Background: Neuropilin-1 (NRP1) is a membrane-bound co-receptor of vascular endothelial growth factor receptors (VEGFRs) and type-A plexins. These complexes mediate the effects of ligands such as vascular endothelial growth factor 165 (VEGF165) and semaphorin 3A (SEMA-3A). Aim: Our aims were to elucidate whether the expression of NRP1 is related to the proliferation or differentiation programme of keratinocytes and to identify putative downstream signaling pathways of NRP1 in keratinocytes. Materials and methods: Synchronized HaCaT cells and paraffin-embedded tissue samples of psoriasis were used to modell highly proliferative stages of keratinocytes. Real-time RT-PCR-based expression array was used to analyse downstream signaling pathways in keratinocytes. Results: Synchronized HaCaT cells revealed that the peak expression of NRP1 occurred 24 hours before the cells reached their highest proliferative activity.
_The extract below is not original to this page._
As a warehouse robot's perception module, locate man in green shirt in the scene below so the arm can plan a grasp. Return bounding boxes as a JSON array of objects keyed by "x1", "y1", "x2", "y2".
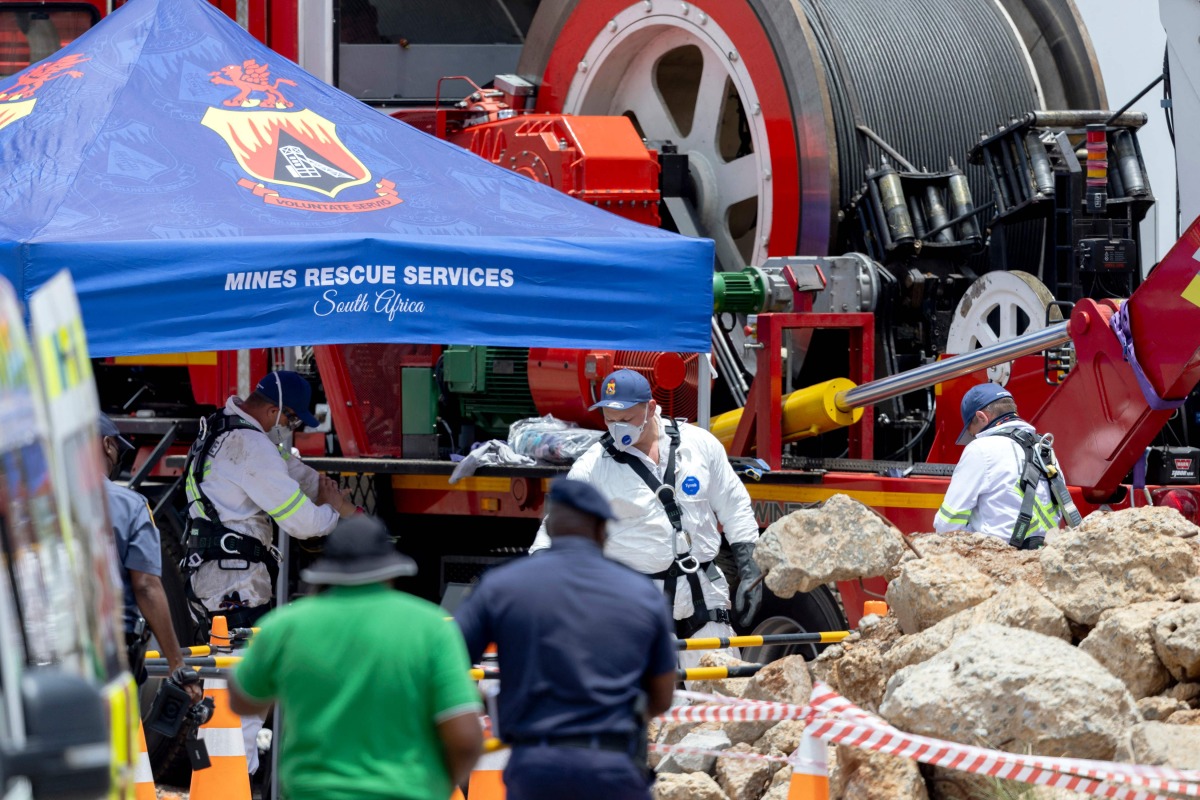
[{"x1": 229, "y1": 516, "x2": 482, "y2": 800}]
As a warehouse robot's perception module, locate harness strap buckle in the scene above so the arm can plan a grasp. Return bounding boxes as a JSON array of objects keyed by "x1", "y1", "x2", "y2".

Immunohistochemical staining of the highly proliferative tissue samples demonstrated that the high level of NRP1 protein expression partially overlapped with the expression of Ki67-positive cells. Real-time RT-PCR-based expression array identified the NF-κB pathway as one putative downstream signaling pathway of NRP1-mediated signaling in HaCaT cells. VEGF165 and SEMA-3A treatment of HaCaT cells stably transformed with a reporter construct for the assessment of NF-κB activation led to upregulation of the NF-κB activity. Conclusion: Our results suggest that the NRP1 might be involved in the regulation of keratinocyte proliferation and might activate NF-κB pathway as a putative downstream signaling pathway in keratinocytes.

Keywords

Neuropilin-1; Vascular endothelial growth factor 165; Semaphorin 3A; NF-κB pathway; Synchronized HaCaT cells; Realtime RT-PCR-based expression array

Introduction

Neuropilin-1 (NRP1), a membrane-bound non-tyrosine kinase acts as a co-receptor for vascular endothelial growth factor receptor 2 (VEGFR-2) and type-A plexins mediating the effects of ligands such as vascular endothelial growth factor 165 (VEGF165) and semaphorin 3A (SEMA-3A) [1-3]. NRP1 has a key role in angiogenesis, axon guidance, embryonic development, tumor cell growth and immune response [4,5]. Recent studies reported that NRP1 is expressed on the surface of primary human keratinocytes and HaCaT cells and its expression is partially overlapped with the expression of VEGFRs [6,7]. The coexpression of NRP1 with VEGFR-2 increased the binding of VEGF165 4-fold and enhanced VEGF165-induced chemotaxis and mitogenicity [8-10]. Regarding the function of NRP1 in the skin, Kurschat et al. [6] suggested that NRP1 is primarily a SEMA receptor and might be involved in wound healing. Another functional role of NRP1 was reported by Beck et al. [10] who demonstrated that the depletion of NRP1 in normal epidermis prevents skin tumor intitiation [8].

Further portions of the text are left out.